The stage at Lincoln Hall looked unusually bare Friday night (May 28) just before the Swedish singer-songwriter Kristian Matsson, who calls himself the Tallest Man on Earth, came out to perform. Clearly, this was going to be a solo show. Most of the usual amps and drum kits and equipment were absent, leaving a wide open space for Matsson to roam around during his set. A few guitars off to one side. An amp with some effects pedals on the other side of the stage. Microphone in the middle. A chair sitting at the far back part of the stage, many feet away from the microphone.
And sure enough, when Matsson performed, he did roam the stage. For a guy who performs Dylanesque folk music with an acoustic guitar, the Tallest Man on Earth is an oddly energetic, almost hyper guy, moving around a lot whenever he isn’t singing into the mike. He strutted around and crouched down as he plucked some intricate patterns on his guitar strings.
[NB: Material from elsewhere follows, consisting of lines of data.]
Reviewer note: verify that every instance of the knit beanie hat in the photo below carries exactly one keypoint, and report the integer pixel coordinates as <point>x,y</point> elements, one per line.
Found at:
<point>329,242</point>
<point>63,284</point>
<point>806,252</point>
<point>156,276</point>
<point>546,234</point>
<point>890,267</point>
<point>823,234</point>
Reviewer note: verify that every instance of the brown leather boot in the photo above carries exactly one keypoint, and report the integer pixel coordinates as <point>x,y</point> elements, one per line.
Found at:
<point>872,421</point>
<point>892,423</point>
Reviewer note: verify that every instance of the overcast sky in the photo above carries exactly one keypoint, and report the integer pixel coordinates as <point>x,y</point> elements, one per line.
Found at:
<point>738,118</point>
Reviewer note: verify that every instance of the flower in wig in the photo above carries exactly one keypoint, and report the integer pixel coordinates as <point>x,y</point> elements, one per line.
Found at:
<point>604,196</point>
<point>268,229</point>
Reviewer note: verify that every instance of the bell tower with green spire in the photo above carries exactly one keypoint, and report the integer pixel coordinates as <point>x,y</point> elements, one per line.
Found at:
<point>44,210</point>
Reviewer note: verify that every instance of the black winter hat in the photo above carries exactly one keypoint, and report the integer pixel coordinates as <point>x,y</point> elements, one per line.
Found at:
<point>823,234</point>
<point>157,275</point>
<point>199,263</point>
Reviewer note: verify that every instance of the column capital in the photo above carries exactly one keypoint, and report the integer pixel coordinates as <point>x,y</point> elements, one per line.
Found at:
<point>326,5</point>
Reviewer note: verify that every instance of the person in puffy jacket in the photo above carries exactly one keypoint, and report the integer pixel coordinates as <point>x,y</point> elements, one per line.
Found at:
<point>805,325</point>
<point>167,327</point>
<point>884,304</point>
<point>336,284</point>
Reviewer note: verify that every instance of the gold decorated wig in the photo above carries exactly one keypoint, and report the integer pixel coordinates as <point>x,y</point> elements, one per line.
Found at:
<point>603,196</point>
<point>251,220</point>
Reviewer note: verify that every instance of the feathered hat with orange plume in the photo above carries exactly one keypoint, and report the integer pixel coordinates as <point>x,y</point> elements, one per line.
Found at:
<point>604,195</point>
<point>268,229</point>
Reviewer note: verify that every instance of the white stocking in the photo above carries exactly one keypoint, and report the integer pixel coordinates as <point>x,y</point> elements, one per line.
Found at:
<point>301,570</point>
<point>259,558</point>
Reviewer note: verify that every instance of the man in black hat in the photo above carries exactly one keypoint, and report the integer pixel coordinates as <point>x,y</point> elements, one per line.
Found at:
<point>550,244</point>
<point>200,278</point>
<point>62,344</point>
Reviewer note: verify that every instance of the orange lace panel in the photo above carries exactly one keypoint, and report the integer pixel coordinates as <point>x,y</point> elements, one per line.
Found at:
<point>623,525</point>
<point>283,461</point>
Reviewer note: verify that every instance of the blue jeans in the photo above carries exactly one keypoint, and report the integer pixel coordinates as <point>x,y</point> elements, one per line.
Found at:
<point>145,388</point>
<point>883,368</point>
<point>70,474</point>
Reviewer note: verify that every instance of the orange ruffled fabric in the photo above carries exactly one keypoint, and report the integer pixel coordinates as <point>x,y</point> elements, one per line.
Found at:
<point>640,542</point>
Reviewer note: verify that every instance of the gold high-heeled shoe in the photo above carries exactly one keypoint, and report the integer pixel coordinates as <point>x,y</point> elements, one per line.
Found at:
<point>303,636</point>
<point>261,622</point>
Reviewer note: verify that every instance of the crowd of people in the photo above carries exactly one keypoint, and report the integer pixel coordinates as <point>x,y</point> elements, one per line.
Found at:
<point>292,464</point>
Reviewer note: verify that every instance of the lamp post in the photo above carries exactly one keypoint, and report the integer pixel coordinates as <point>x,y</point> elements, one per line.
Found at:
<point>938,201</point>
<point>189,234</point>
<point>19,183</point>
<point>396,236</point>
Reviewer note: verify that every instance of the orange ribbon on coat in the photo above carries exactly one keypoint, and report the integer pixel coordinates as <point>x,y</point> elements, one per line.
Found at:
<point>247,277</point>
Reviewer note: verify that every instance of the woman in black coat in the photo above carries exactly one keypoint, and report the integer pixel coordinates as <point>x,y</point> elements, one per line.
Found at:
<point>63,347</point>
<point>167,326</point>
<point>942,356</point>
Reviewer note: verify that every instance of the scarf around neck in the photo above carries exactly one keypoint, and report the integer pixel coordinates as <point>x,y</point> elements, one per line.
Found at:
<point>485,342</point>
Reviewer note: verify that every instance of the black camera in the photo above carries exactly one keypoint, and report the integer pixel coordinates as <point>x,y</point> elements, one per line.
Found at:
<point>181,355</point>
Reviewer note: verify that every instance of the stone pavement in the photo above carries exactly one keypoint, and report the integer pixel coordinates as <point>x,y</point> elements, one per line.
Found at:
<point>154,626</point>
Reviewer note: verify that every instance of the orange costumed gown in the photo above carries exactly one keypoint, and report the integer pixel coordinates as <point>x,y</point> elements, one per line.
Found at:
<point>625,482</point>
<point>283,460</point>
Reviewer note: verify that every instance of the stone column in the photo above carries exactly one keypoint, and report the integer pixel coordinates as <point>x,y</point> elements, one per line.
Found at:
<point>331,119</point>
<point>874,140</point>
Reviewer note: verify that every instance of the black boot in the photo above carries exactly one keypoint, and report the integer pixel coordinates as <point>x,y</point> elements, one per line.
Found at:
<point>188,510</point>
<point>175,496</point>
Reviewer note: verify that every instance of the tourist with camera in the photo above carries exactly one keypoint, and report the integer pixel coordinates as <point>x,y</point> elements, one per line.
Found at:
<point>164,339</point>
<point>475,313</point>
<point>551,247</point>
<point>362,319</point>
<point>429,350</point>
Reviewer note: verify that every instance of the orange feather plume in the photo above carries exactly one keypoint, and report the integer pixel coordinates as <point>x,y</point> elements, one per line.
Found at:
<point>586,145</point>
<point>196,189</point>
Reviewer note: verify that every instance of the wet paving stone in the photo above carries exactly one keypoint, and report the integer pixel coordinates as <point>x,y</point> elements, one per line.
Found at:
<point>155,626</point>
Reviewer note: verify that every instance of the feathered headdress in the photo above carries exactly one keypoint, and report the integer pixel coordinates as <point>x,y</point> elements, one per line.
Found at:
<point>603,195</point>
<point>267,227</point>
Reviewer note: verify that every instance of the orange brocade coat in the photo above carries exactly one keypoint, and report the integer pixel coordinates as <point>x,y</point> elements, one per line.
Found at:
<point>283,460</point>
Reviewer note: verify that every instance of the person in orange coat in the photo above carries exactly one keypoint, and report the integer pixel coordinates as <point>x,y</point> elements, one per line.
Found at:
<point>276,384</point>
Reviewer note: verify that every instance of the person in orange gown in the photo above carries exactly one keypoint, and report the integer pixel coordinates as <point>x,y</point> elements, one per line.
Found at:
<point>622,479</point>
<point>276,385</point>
Sometimes he went back to that chair and sat down for a minute. He often walked out toward the audience, leaning toward his fans. And they loved it.
Matsson’s songs sound a lot like Bob Dylan’s early acoustic music, and there’s nothing wrong with that. The Tallest Man on Earth might not be breaking any new ground as far as developing an original musical style, but that classic style of Dylanesque folk music is still a great template, with endless possibilities for new words, melodies and arrangements, so why not continue exploring it?
The latest album by the Tallest Man on Earth, The Wild Hunt, is a strong collection of songs from beginning to end, and Matsson played most of them on Friday, along with a selection from his earlier records — and, no surprise, some Dylan covers in the encore, including a nice a cappella version of “The Man in Me” with opening act Nathaniel Rateliff and his band joining in.
The Tallest Man on Earth was wrapping up his U.S. tour last week, getting ready for a time home to Sweden. His next local appearance will be at the Pitchfork Music Festival. Matsson, who seemed genuinely appreciative of the warm reception he got from the Chicago crowd, said he plans to rest up before his return visit to Chicago. “I’m going to sleep until I get to Pitchfork,” he said.